During the summer of 2015, and over the last few months generally, Europe has been facing an unprecedented migrant crisis: 625,000 asylum applications in 2014 according to the United Nations High Commissioner for Refugees (UNHCR), and 2,000 dead in the Mediterranean in 2015 according to the International Organization for Migration (IOM) out of the 200,000 migrants who crossed the Mediterranean to Europe. And we must not forget all the other tragedies: Calais, where the asylum seekers and would-be immigrants to the UK have been left to rot in a shanty town no man’s land for several years; the 71 dead bodies found in a truck in Austria, further victims of people traffickers; and of course the Syrians in a state of utmost destitution crossing the Macedonian border at the end of August. The asylum crisis is still on Europe’s doorstep, with asylum seekers coming from Libya (former filter for sub-Saharan migrants on their way to the European Union), from Syria (almost 6 million displaced people, over 4 million outside their own country), from Iraq, from Afghanistan – from which people are still leaving, including those who were sent back – and from the Horn of Africa where civil war is endemic. This is a quite exceptional situation, and Europe might be expected to produce a quite exceptional response.
Rejection of quotas on principle
However, for almost the last 25 years, deep misgivings about migrants – if not outright intolerance of them – have been ingrained in most European countries. The far right is gaining ground everywhere in Europe and national immigration policies usually focus on allaying the anxieties expressed in opinion polls and the fear generated by the unemployment situation. In response to these issues of immigration and asylum, they offer no solutions respectful of human rights, or addressing the needs of the labour market or even the problem of the ageing population. The European Commission’s proposals had long put a heavy emphasis on security issues and setting country quotas for taking asylum seekers, but in May 2015 they issued a fresh set of innovative proposals. Many states rejected them – they rejected them on the grounds of exercising their sovereignty, refusing to accept quotas on principle, but most of all through fear of how public opinion would react. It is high time, given all the tragedies we have seen, for Europe to show itself true to the principles on which it was founded: observance of human rights, particularly the right of asylum (which forms part of the Community law that all EU countries should implement), respect for the dignity of the individual, freedom of thought, freedom of belief and access to these rights. The military-style dissuasion and prevention strategy, consisting of waging war on immigrants and refugees, has been found to be both costly and ineffective. Because displaced people will go to any lengths, and they are not afraid of the public policies supposed to stop them. Today we are a very long way from the welcome given by popular consensus to the Vietnamese and Chileans in the 1970s, even though they were from opposite ends of the political spectrum. We are even further away from the acceptance of the streams of refugees generated by the aftermath of the Second World War and decolonisation.

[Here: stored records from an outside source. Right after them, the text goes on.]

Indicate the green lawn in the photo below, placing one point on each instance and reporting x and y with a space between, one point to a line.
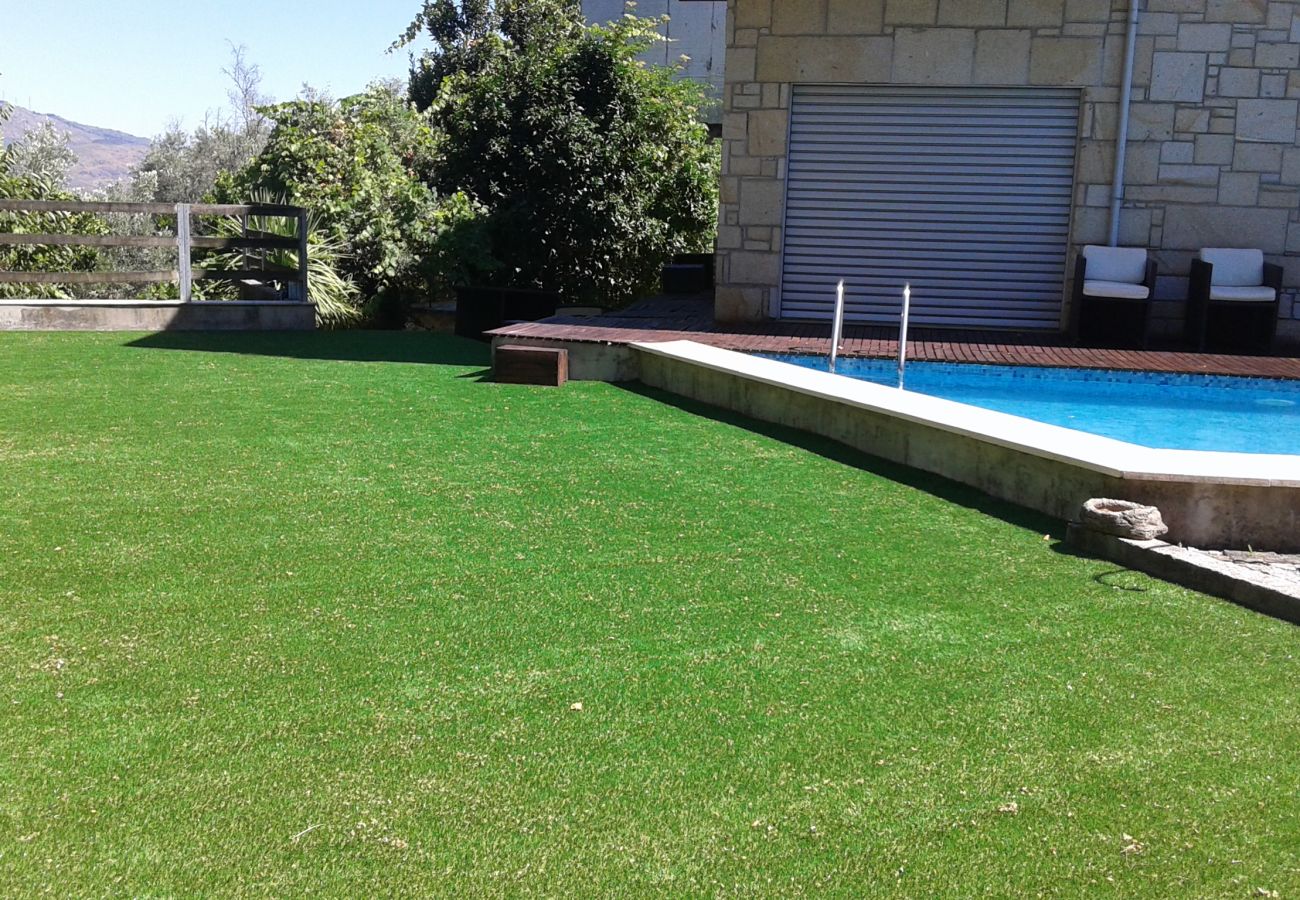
312 613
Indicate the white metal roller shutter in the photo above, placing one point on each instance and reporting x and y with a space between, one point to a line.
965 193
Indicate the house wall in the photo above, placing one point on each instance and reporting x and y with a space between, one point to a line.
1212 159
696 30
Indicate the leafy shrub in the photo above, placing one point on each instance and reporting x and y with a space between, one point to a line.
22 180
363 167
594 168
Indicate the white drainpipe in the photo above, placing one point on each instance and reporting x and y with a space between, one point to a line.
1126 95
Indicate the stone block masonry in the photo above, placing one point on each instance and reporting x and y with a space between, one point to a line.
1213 156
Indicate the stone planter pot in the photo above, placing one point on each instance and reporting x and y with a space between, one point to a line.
1122 518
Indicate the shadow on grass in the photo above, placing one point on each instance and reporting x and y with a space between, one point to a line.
345 346
936 485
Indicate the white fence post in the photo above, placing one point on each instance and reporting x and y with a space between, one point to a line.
182 243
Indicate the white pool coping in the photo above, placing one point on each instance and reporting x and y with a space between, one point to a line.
1092 451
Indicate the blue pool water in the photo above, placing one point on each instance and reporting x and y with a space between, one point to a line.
1156 410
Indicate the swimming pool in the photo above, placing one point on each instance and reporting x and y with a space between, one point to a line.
1155 410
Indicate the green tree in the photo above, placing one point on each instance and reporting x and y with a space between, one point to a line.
594 167
363 167
468 34
43 154
183 167
27 172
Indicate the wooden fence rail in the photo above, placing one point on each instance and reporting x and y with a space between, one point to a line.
185 243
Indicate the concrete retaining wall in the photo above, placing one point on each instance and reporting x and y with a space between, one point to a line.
155 316
1229 510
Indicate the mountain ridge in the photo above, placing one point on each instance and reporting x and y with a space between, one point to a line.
103 155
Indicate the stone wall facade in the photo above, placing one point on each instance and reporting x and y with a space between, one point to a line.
1212 159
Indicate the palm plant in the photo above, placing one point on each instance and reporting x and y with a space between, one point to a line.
336 297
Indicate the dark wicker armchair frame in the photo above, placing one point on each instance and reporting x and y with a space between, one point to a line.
1096 317
1200 307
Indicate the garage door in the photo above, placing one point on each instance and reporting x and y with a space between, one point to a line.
965 193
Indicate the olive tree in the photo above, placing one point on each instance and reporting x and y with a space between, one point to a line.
593 167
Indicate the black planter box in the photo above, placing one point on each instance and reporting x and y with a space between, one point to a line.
484 308
688 273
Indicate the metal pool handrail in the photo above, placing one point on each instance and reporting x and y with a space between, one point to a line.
837 325
902 334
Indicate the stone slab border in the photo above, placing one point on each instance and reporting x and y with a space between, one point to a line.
1195 570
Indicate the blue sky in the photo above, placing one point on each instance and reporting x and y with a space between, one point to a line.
135 65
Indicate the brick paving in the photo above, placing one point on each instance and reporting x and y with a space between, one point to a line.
690 319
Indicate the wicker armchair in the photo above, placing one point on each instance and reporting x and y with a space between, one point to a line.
1113 288
1233 294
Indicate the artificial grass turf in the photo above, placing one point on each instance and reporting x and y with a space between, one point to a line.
310 613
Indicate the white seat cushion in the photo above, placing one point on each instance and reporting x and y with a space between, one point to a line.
1118 290
1235 268
1244 294
1126 264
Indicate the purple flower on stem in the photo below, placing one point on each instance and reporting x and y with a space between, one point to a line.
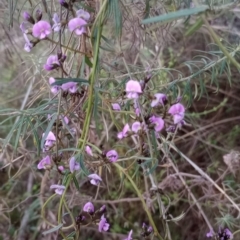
49 140
57 24
103 225
83 14
136 126
77 25
28 45
70 86
59 189
124 131
44 163
177 111
41 29
88 151
133 89
129 236
112 155
89 208
52 63
73 165
158 123
95 179
116 107
54 89
28 17
160 98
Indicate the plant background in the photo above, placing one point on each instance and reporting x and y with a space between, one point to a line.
185 60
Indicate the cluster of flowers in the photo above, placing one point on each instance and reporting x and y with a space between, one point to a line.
223 234
45 163
133 91
41 28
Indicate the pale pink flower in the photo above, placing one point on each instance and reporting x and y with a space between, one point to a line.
55 88
41 29
88 151
158 122
52 63
129 236
70 86
160 98
116 107
50 139
44 163
57 24
77 25
88 207
95 179
73 165
112 155
83 14
59 189
136 126
177 111
133 89
103 225
28 45
124 132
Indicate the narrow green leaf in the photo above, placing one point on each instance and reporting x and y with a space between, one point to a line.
53 229
175 15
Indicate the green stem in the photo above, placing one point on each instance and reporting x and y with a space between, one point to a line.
142 200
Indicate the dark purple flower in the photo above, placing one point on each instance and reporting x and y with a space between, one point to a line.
95 179
70 86
103 225
44 163
52 63
28 45
73 165
89 208
112 155
77 25
41 29
28 17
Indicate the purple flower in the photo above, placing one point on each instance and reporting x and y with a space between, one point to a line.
103 225
160 98
129 236
52 63
73 165
44 163
177 111
70 86
88 151
95 179
133 89
28 17
61 168
54 89
49 140
112 155
124 131
158 123
41 29
83 14
59 189
116 106
57 24
136 126
89 208
28 45
77 25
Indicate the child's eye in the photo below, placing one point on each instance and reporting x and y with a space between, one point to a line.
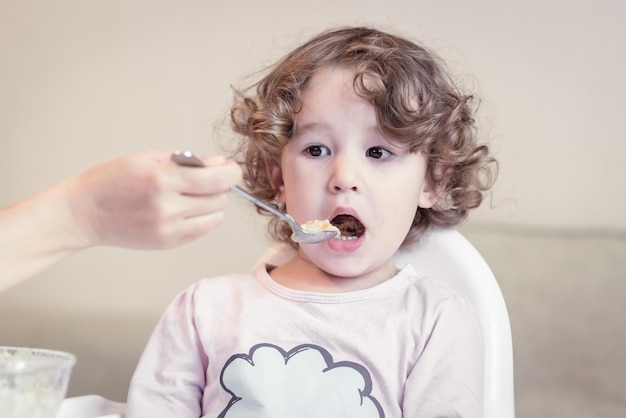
316 150
377 153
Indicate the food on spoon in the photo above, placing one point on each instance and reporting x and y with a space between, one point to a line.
349 226
319 226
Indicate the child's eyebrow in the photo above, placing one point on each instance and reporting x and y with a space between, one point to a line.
309 127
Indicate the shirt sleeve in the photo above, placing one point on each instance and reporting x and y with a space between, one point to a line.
169 379
447 379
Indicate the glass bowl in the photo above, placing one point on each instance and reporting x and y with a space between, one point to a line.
33 381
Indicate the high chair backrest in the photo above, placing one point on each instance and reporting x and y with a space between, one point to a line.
446 255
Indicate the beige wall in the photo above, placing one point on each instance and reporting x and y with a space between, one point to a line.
82 81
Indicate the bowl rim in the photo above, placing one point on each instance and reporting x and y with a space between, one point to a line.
41 359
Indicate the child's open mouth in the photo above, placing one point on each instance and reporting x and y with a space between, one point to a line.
349 226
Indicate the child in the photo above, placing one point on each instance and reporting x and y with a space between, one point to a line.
365 129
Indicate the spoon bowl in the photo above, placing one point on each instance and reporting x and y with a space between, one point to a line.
312 234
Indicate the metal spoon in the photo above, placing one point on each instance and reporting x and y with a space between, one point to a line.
300 234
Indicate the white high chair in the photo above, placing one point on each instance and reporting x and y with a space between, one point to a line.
443 254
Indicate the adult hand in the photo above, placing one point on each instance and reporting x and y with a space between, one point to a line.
140 201
145 201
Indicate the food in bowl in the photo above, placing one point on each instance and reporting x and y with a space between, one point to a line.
33 381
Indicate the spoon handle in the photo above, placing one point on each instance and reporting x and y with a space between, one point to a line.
242 193
188 159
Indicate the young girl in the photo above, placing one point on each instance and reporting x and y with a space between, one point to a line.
365 129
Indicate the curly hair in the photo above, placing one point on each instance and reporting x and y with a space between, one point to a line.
417 105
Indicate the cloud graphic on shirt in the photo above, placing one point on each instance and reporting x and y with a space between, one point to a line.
270 382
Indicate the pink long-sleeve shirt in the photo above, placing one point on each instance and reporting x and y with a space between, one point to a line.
244 346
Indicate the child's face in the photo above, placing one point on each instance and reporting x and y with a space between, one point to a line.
337 163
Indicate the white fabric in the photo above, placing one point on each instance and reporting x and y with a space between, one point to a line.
244 346
90 406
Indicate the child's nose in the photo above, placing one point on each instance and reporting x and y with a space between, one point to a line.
345 176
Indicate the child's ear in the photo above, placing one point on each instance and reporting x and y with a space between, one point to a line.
431 188
429 195
275 177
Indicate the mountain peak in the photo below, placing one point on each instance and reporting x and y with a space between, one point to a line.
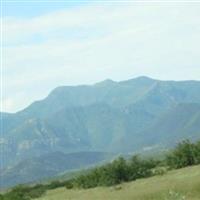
105 82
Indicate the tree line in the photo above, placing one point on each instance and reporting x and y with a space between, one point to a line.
118 171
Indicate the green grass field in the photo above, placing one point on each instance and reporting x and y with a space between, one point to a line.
182 184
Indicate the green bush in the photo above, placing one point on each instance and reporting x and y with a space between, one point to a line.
185 154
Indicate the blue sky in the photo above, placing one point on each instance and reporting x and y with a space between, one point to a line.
47 44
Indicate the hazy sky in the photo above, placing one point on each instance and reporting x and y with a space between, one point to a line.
48 44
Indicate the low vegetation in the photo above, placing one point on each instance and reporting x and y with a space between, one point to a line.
116 172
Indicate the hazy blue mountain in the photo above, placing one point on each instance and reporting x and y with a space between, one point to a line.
125 116
49 165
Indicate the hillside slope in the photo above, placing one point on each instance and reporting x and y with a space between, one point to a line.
175 185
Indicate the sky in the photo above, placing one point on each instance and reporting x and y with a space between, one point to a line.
46 44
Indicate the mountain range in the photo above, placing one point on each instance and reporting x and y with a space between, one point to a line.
136 115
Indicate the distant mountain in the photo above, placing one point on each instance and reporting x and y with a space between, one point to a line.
127 116
49 165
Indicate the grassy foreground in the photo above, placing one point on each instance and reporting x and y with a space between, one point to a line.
182 184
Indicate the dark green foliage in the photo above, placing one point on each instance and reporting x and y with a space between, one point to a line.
116 172
185 154
24 193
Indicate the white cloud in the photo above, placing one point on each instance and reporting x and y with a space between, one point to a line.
92 43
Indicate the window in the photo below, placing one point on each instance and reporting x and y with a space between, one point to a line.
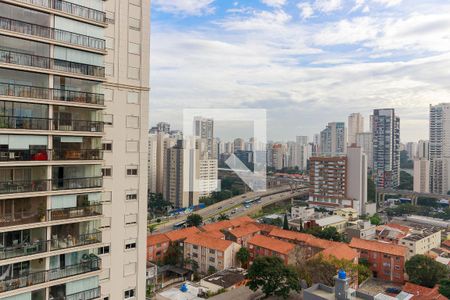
103 250
107 171
132 171
107 146
128 294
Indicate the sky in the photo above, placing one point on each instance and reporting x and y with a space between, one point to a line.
307 62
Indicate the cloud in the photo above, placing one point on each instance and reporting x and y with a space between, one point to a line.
274 3
306 10
184 7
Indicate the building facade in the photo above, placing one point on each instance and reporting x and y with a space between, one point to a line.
72 114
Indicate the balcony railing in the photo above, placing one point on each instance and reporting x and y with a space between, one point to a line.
76 183
83 154
29 279
43 62
19 122
24 155
24 186
75 212
77 125
23 249
70 8
52 33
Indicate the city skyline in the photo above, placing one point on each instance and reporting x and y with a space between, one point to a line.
354 56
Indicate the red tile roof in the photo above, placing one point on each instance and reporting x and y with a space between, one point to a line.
206 241
157 239
377 246
421 292
181 234
271 244
244 230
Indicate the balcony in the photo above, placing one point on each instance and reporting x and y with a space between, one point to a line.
70 8
75 212
52 33
29 60
76 183
83 154
25 278
26 91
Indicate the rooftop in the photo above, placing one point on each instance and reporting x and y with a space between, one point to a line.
271 244
377 246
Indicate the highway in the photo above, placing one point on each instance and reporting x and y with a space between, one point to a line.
236 204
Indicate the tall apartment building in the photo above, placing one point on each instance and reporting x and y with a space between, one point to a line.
440 148
386 148
355 126
74 98
333 139
365 141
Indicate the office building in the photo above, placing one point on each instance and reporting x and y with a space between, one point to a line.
440 148
355 126
333 139
386 148
70 112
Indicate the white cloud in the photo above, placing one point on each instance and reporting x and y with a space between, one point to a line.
306 10
185 7
274 3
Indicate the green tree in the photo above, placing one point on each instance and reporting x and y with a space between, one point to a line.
243 256
269 274
375 219
194 220
285 223
444 287
424 270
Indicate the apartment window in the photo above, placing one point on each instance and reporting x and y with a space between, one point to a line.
107 172
130 245
107 146
132 171
128 294
103 250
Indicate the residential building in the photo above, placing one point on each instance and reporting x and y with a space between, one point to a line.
365 141
386 261
355 126
210 252
421 175
440 148
386 148
333 139
261 245
68 116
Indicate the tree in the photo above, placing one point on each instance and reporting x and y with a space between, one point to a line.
444 287
375 219
243 256
424 270
285 223
194 220
269 274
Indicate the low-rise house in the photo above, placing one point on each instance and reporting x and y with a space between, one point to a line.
261 245
362 230
210 252
386 261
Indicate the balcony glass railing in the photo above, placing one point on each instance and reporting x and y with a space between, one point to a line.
23 249
75 212
70 8
52 33
26 279
76 183
24 59
83 154
19 122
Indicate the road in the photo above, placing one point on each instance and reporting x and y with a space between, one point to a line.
226 206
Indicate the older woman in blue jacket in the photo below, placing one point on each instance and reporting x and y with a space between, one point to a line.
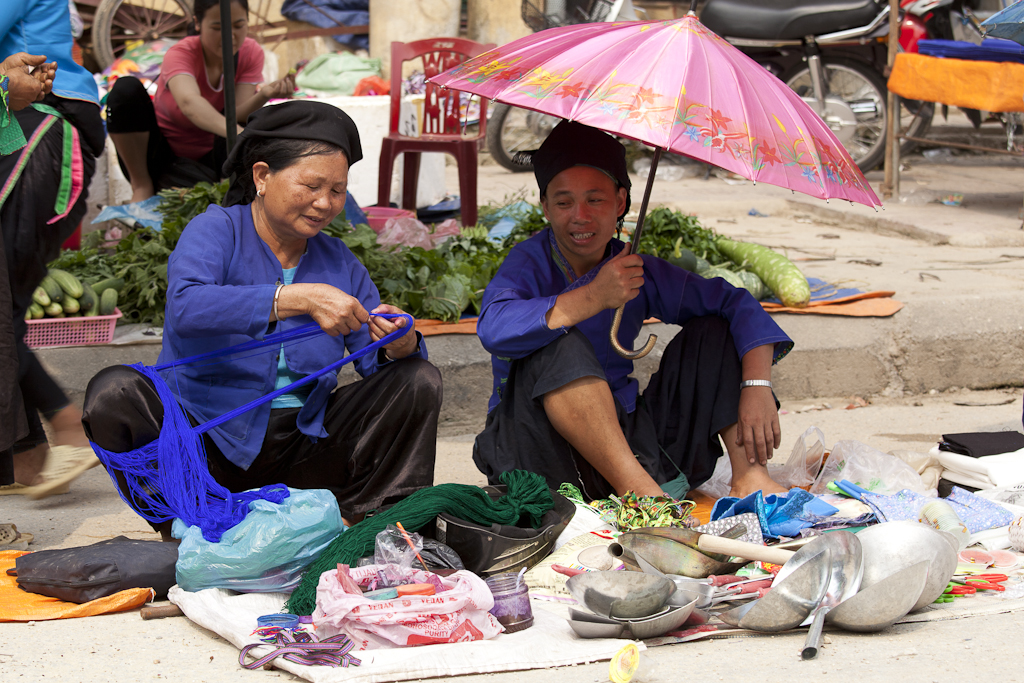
262 265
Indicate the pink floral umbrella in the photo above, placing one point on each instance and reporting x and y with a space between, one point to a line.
673 85
676 86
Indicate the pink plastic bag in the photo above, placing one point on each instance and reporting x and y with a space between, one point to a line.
407 231
404 232
459 614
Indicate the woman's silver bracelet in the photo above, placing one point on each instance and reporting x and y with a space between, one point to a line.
276 295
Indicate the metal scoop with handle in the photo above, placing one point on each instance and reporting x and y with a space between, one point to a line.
845 572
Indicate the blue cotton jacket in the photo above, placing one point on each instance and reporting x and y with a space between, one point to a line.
515 304
221 280
43 27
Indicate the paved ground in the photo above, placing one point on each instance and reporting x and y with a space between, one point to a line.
954 267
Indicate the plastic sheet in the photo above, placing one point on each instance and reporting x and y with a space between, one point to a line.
869 468
267 551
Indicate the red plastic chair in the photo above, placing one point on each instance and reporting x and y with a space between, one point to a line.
441 123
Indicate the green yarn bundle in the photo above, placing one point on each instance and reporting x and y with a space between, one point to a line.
527 496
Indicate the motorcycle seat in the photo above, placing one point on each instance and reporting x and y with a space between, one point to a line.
786 19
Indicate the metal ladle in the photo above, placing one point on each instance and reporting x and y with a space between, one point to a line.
792 598
846 570
882 604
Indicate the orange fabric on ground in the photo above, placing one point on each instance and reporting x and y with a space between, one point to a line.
990 86
17 605
866 304
877 307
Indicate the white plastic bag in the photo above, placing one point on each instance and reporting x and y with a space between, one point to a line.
799 470
878 472
267 551
458 614
585 519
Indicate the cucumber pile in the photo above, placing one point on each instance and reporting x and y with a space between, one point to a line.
62 295
761 270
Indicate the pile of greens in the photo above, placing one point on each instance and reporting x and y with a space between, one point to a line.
140 258
665 230
443 283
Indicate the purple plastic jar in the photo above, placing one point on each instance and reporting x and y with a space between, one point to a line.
511 604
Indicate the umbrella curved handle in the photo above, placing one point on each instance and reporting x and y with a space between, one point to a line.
620 349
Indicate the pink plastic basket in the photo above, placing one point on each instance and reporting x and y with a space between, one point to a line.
378 215
47 333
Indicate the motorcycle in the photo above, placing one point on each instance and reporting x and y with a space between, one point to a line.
832 52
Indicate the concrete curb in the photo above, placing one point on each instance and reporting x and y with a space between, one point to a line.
967 341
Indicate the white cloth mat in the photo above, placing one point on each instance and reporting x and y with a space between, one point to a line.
984 472
550 642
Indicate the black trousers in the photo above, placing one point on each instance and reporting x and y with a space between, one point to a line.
381 444
673 430
129 110
31 242
12 419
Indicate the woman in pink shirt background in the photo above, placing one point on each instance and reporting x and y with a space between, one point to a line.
177 138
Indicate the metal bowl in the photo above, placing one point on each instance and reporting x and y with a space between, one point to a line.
652 627
892 547
621 594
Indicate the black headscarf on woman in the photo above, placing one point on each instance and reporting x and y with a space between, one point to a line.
299 120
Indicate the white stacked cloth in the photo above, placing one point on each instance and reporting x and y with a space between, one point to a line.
1005 469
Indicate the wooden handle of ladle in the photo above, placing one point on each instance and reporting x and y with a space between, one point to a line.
750 551
620 349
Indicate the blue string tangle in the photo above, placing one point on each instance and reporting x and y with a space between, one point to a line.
169 477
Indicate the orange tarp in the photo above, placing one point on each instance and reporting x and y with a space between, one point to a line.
17 605
865 304
990 86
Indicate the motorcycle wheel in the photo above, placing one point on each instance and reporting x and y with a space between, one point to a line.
511 130
864 92
914 120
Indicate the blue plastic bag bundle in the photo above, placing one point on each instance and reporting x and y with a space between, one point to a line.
266 552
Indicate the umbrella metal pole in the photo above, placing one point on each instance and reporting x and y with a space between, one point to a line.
634 246
227 52
892 103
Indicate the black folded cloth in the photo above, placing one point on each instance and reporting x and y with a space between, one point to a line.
977 444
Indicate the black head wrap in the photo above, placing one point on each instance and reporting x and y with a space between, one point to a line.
299 120
572 143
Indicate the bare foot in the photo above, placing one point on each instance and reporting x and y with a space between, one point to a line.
68 429
141 193
29 464
753 479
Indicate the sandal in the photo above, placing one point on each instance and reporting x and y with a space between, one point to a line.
11 539
18 488
64 465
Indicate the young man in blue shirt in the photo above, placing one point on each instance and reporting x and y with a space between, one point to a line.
563 403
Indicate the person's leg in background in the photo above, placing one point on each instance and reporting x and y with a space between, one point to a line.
131 122
32 242
12 426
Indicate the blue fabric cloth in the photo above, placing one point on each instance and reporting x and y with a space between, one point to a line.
991 49
779 515
221 280
977 513
330 13
512 318
1008 24
144 213
286 376
43 27
822 291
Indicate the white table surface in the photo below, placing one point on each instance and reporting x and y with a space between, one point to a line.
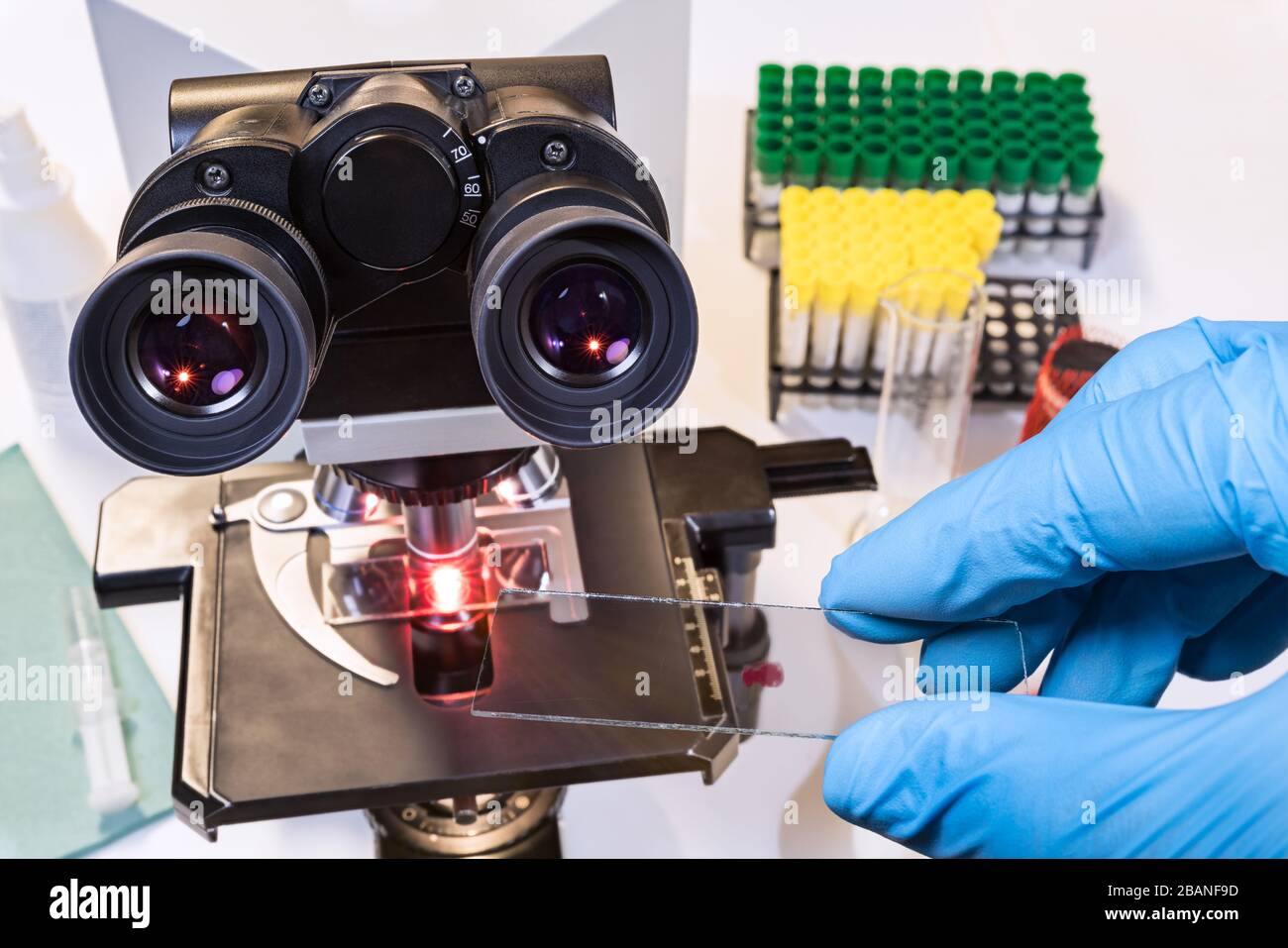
1183 91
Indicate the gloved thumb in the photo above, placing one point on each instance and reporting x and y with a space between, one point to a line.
1018 776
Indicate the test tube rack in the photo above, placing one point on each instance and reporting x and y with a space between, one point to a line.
761 237
1021 317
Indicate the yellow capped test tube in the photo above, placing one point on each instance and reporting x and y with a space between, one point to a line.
825 324
857 333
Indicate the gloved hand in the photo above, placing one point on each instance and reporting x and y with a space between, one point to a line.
1144 532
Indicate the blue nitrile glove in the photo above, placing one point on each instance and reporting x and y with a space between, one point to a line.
1141 533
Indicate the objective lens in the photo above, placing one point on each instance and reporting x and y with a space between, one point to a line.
585 318
197 361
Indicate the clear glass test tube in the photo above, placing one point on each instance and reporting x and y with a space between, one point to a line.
927 380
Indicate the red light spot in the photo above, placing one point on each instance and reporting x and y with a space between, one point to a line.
764 674
449 588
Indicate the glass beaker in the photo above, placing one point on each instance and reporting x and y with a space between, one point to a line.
927 338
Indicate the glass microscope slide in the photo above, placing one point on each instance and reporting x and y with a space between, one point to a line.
785 672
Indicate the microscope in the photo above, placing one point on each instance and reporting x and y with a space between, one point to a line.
458 279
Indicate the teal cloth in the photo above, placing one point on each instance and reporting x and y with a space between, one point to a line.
44 786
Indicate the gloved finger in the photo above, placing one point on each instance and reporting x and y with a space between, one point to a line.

We need to get back to Europe’s core values
There is one small glimmer of hope in the all-pervading gloom: Angela Merkel’s very recent statement asserting that Germany was ready to do its bit in accepting refugees. Her voice seems to take us back to the values that have been fundamental to Europe and to the Federal Republic of Germany since they were founded. A few other countries seem to be following her lead, slowly, such as Italy and France. Progress is very hesitant, because immigration has so long been associated with insecurity and terrorism that they have been forced to backtrack. Other countries, such as Turkey, Jordan and Lebanon, though ill-equipped to receive such large numbers of people, have already opened their frontiers pragmatically. Charities have gone into action, here and there, sometimes substituting for government bodies. Europe is in crisis and is pervaded by a deep-seated fear of outsiders and being different. To break free of this, and to get back to our values, right now is a good time for a new burst of solidarity.